En los años que llevo viviendo en España, he oído esta palabra en las siguientes situaciones:
- _chato/a_ - entre amigos, familiares, etc, con cierto cariño y confianza;
- _chato_ con el sentido de poca cantidad: _chato de vino, mosto, etc;_
_-_ y creo que también _chato_ como persona de talla/estatura baja.
El último significado, el de _intelectualmente pobre_, yo personalmente no lo he encontrado nunca.
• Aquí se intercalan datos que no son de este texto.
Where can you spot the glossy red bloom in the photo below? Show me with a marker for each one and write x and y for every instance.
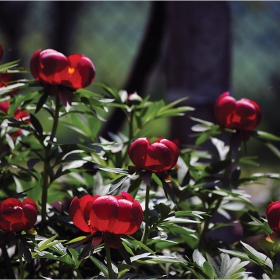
(119, 214)
(159, 156)
(243, 114)
(54, 68)
(1, 52)
(273, 216)
(17, 216)
(18, 114)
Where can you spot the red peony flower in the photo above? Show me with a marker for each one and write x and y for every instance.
(54, 68)
(1, 52)
(244, 114)
(159, 156)
(119, 214)
(17, 216)
(19, 115)
(273, 216)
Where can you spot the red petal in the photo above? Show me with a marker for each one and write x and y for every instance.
(124, 218)
(76, 214)
(1, 52)
(4, 107)
(34, 64)
(105, 213)
(52, 65)
(137, 217)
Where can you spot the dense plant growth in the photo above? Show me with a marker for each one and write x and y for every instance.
(137, 206)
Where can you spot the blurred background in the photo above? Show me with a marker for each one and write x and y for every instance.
(164, 49)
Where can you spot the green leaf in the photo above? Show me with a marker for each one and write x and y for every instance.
(48, 243)
(117, 183)
(99, 265)
(260, 258)
(137, 243)
(227, 268)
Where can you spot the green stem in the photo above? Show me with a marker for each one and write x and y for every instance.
(109, 262)
(207, 223)
(7, 262)
(21, 266)
(146, 229)
(45, 182)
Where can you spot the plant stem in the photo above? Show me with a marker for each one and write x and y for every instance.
(109, 262)
(207, 223)
(146, 229)
(45, 183)
(21, 267)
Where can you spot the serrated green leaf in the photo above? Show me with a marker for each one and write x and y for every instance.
(257, 256)
(99, 265)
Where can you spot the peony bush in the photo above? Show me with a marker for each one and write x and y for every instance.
(75, 205)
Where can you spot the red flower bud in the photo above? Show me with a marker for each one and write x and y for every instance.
(273, 216)
(159, 156)
(114, 214)
(52, 67)
(17, 216)
(1, 52)
(18, 114)
(244, 114)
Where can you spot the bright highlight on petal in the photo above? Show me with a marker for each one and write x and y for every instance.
(117, 215)
(16, 216)
(243, 114)
(159, 156)
(54, 68)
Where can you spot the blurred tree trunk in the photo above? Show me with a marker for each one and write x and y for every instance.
(12, 16)
(148, 55)
(197, 59)
(65, 15)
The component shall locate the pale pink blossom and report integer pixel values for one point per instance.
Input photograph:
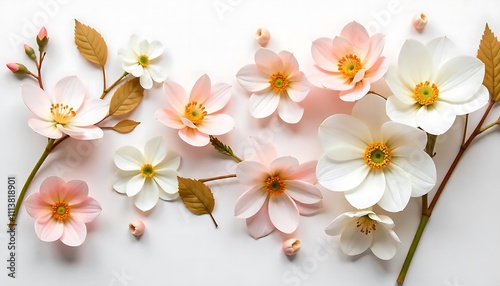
(275, 83)
(280, 191)
(61, 210)
(67, 110)
(197, 115)
(349, 63)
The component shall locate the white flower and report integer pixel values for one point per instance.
(432, 86)
(373, 160)
(149, 175)
(138, 60)
(66, 111)
(362, 230)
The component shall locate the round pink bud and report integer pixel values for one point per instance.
(262, 36)
(136, 227)
(291, 246)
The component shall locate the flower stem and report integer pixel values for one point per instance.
(46, 152)
(217, 178)
(428, 212)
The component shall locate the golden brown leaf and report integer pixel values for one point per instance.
(197, 197)
(489, 54)
(125, 126)
(126, 98)
(91, 44)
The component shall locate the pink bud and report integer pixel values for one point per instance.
(136, 227)
(419, 22)
(291, 246)
(262, 36)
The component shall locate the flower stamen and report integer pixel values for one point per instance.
(278, 82)
(195, 112)
(275, 186)
(425, 93)
(366, 224)
(60, 211)
(377, 156)
(62, 114)
(147, 171)
(349, 66)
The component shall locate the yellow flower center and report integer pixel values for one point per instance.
(195, 112)
(147, 171)
(425, 93)
(366, 224)
(275, 186)
(62, 114)
(60, 211)
(278, 82)
(349, 66)
(377, 156)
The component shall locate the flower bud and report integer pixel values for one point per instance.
(291, 246)
(262, 36)
(136, 227)
(18, 68)
(42, 39)
(419, 22)
(30, 52)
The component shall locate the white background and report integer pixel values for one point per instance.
(216, 37)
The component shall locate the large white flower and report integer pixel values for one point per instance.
(149, 175)
(373, 160)
(362, 230)
(432, 85)
(138, 60)
(66, 111)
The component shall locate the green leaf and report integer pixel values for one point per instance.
(197, 197)
(91, 44)
(126, 98)
(489, 54)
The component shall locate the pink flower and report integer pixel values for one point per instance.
(276, 83)
(350, 62)
(61, 210)
(280, 191)
(66, 111)
(196, 116)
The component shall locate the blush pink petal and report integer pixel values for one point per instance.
(283, 213)
(260, 225)
(193, 137)
(322, 53)
(37, 101)
(303, 192)
(45, 128)
(69, 91)
(263, 105)
(252, 79)
(86, 211)
(216, 124)
(74, 233)
(268, 61)
(201, 90)
(250, 202)
(48, 230)
(219, 97)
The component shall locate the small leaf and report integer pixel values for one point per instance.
(126, 98)
(91, 44)
(489, 54)
(125, 126)
(197, 197)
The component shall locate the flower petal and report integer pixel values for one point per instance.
(369, 192)
(128, 158)
(147, 198)
(260, 225)
(283, 213)
(250, 202)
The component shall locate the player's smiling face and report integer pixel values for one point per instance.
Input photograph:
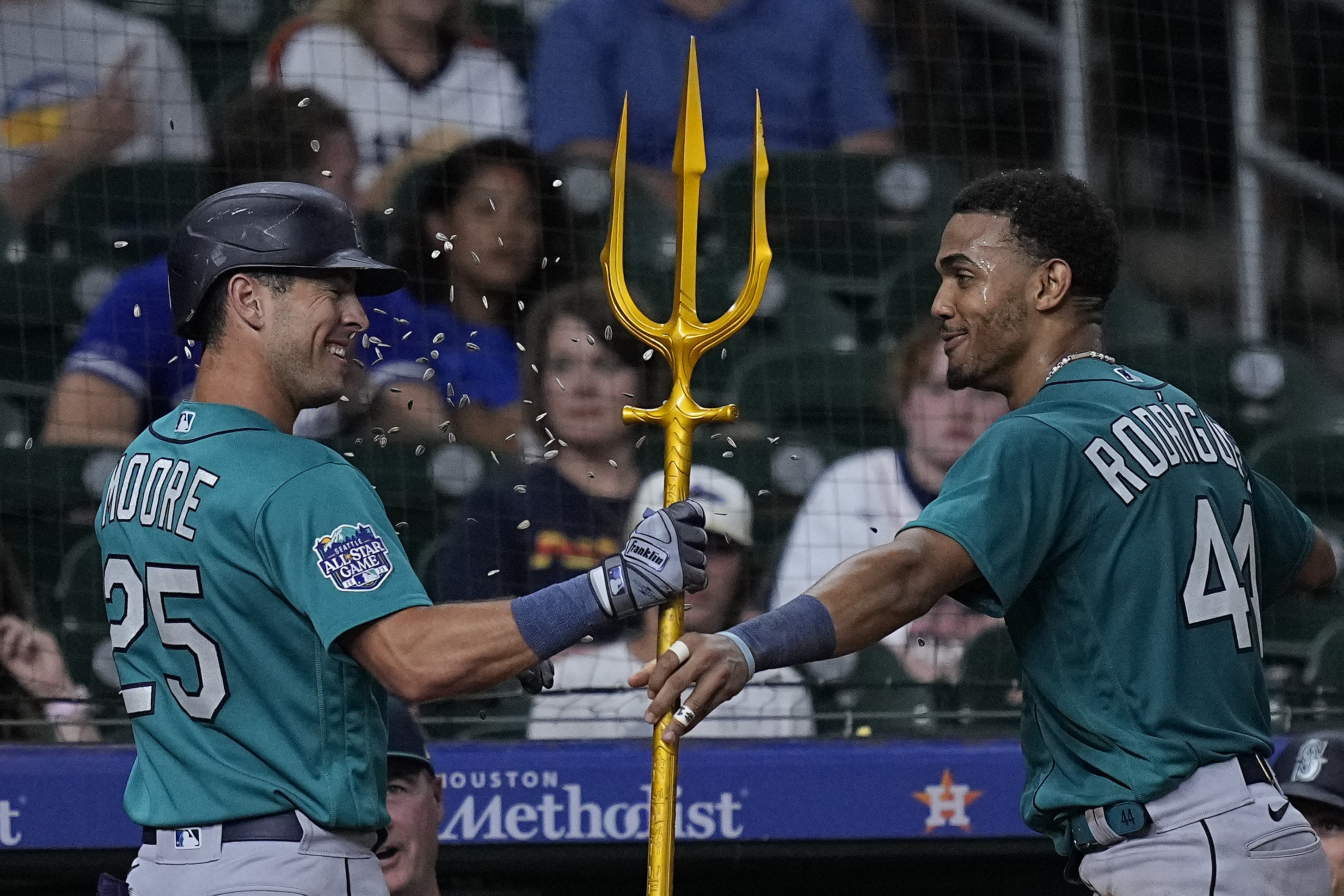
(983, 300)
(313, 327)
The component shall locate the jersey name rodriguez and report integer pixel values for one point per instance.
(1154, 438)
(159, 493)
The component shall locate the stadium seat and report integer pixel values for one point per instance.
(124, 214)
(990, 672)
(39, 321)
(1249, 393)
(832, 398)
(878, 699)
(857, 232)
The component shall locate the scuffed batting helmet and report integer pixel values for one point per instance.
(267, 226)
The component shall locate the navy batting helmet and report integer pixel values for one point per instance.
(267, 226)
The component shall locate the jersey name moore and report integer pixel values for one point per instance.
(158, 492)
(1155, 438)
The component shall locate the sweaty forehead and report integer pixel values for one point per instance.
(976, 233)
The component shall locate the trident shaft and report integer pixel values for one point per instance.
(683, 340)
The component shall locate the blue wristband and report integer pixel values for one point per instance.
(746, 652)
(558, 616)
(799, 632)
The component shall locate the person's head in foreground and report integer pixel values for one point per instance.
(416, 805)
(730, 561)
(1027, 264)
(1311, 772)
(273, 297)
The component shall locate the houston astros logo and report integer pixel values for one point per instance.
(946, 803)
(1311, 757)
(354, 558)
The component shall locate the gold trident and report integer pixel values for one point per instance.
(682, 342)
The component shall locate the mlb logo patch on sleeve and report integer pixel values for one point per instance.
(354, 558)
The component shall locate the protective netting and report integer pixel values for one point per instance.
(476, 156)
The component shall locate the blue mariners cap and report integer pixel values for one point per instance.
(1312, 767)
(405, 738)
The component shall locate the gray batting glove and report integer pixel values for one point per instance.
(663, 558)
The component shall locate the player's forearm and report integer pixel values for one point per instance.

Espera más opiniones. Un saludo.


----------



## Ibermanolo

Estos son los significados que yo conozco:

- _chato/a_ - para llamarse entre amigos, familiares, etc, con *bastante* cariño y confianza

- _chato_ de vino, es un vaso pequeño de vino (el vino de las tabernas se pedía por chatos)

_-_ Chato como sinónimo de plano, especialmente cuando se trata de la nariz.


----------



## Agró

Aquí, nunca lo he visto u oído con el sentido de la segunda acepción.


----------



## oa2169

En Bogotá Colombia, se usa como una muletilla. 
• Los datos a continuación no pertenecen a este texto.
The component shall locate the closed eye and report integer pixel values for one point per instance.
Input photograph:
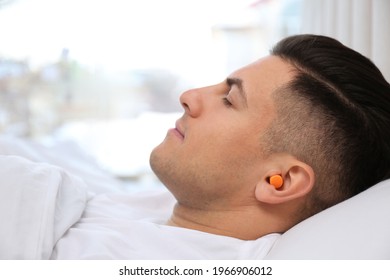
(226, 102)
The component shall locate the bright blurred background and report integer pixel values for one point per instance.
(107, 75)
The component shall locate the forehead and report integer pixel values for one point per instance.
(265, 75)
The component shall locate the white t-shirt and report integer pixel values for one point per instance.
(131, 226)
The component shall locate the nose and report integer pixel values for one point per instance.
(191, 101)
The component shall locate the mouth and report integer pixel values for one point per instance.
(179, 130)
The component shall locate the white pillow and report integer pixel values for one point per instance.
(358, 228)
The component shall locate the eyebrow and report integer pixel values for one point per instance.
(231, 81)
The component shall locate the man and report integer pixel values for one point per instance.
(314, 112)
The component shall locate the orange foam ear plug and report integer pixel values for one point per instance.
(276, 181)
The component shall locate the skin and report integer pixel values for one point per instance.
(213, 164)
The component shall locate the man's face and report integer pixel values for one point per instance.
(213, 157)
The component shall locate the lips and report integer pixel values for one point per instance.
(179, 129)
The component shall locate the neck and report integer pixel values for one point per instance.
(246, 223)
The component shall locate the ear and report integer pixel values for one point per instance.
(298, 180)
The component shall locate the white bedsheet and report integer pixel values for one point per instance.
(132, 227)
(70, 209)
(38, 203)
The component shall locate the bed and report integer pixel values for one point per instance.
(54, 199)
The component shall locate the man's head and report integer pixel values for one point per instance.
(314, 112)
(335, 115)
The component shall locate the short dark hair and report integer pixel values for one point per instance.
(335, 117)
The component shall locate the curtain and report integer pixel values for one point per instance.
(363, 25)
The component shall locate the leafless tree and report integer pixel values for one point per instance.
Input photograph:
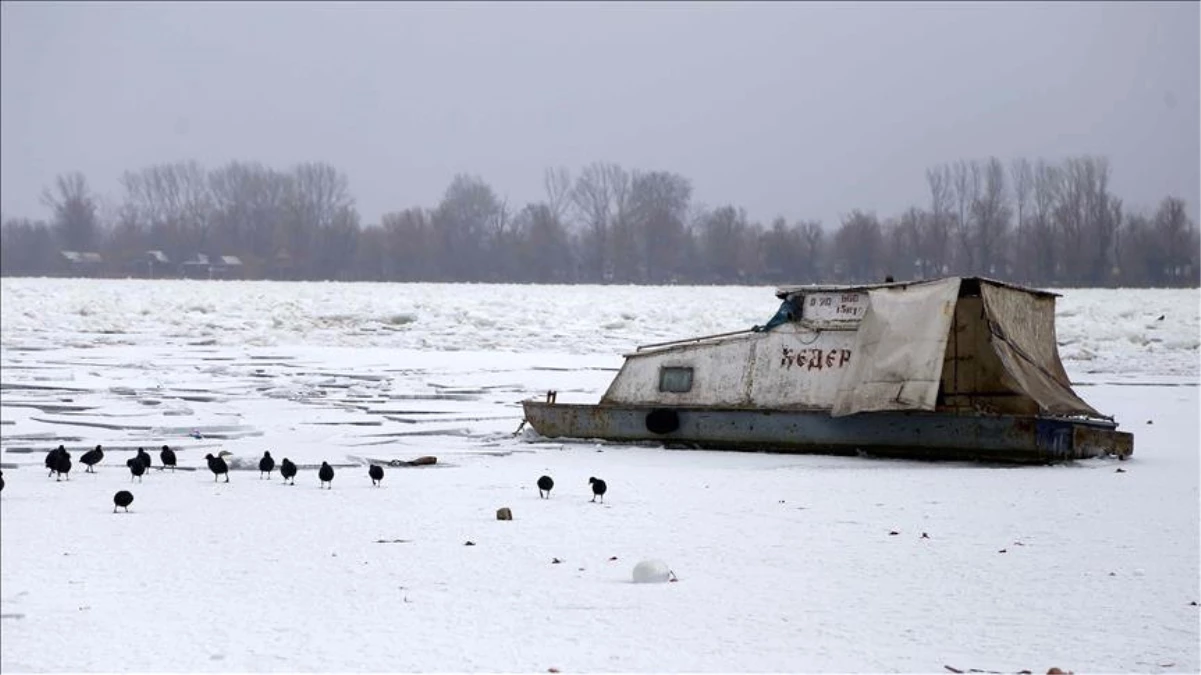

"hola mi chato, como estas?" Igual aqui da el sentido de cariño y confianza.

Chato en Colombia tambien designa a la persona de nariz aplastada o aplanada.


----------



## Neretva

A las personas se las puede llamars chatas (amigos, conocido, etc.) es como decir hola tío, chavale, ....   Pero la verdad es que se decía mucho en los 60-70-80, ahora ya sólo lo dice la gente más mayor, o se dice en broma

una cosa chata, es algo más bien plano y sin punta "Tiene la nariz chata" --> una de esas redonditas, pequeñitas

un chato de vino es, precisamente, un cm. de vino en un vaso , pero no se dice un chato de mosto, a no ser que se diga en broma , porque el mosto es "vino sin alcohol", pero el chato es sólo para el vino


----------



## Billie Ro

Hola a todos.
¿Cómo traduciríais lo siguiente?:
Contexto: un amigo le deja a otro un libro suyo para leer y al día siguiente, éste le dice que no ha entendido nada, y aquél (el autor) le contesta:

"Isso é *chato*".


----------



## almufadado

Veja estes threads:

http://forum.wordreference.com/showthread.php?t=1807786&highlight=chato

http://forum.wordreference.com/showthread.php?t=1791812&highlight=chato

http://forum.wordreference.com/showthread.php?t=1753668&highlight=chato


----------



## okporip

Billie Ro said:


> Hola a todos.
> ¿Cómo traduciríais lo siguiente?:
> Contexto: un amigo le deja a otro un libro suyo para leer y al día siguiente, éste le dice que no ha entendido nada, y aquél (el autor) le contesta:
> 
> "Isso é *chato*".


 
"Qué desagradable"


----------



## Billie Ro

Gracias por vuestra ayuda.


----------



## vf2000

!que aburrido!
AXÉ


----------



## WhoSoyEu

vf2000 said:


> !que aburrido!
> AXÉ


VF: no caso, creio que "aburrido" não é a tradução certa. A pessoa está chateada (sentido de *triste*, não de *aborrecida*) pelo fato da outra não ter entendido o livro.


----------



## Tomby

Billie Ro said:


> "Isso é *chato*".


Significa aburrido, tedioso, pesado y cosas por el estilo.


----------



## vf2000

Tombatossals said:


> Significa aburrido, tedioso, pesado y cosas por el estilo.



Hum...o problema é que quem disse isso foi quem emprestou o livro. Não sei se   faz referência ao livro ou ao fato do outro não ter lido.

AXÉ


----------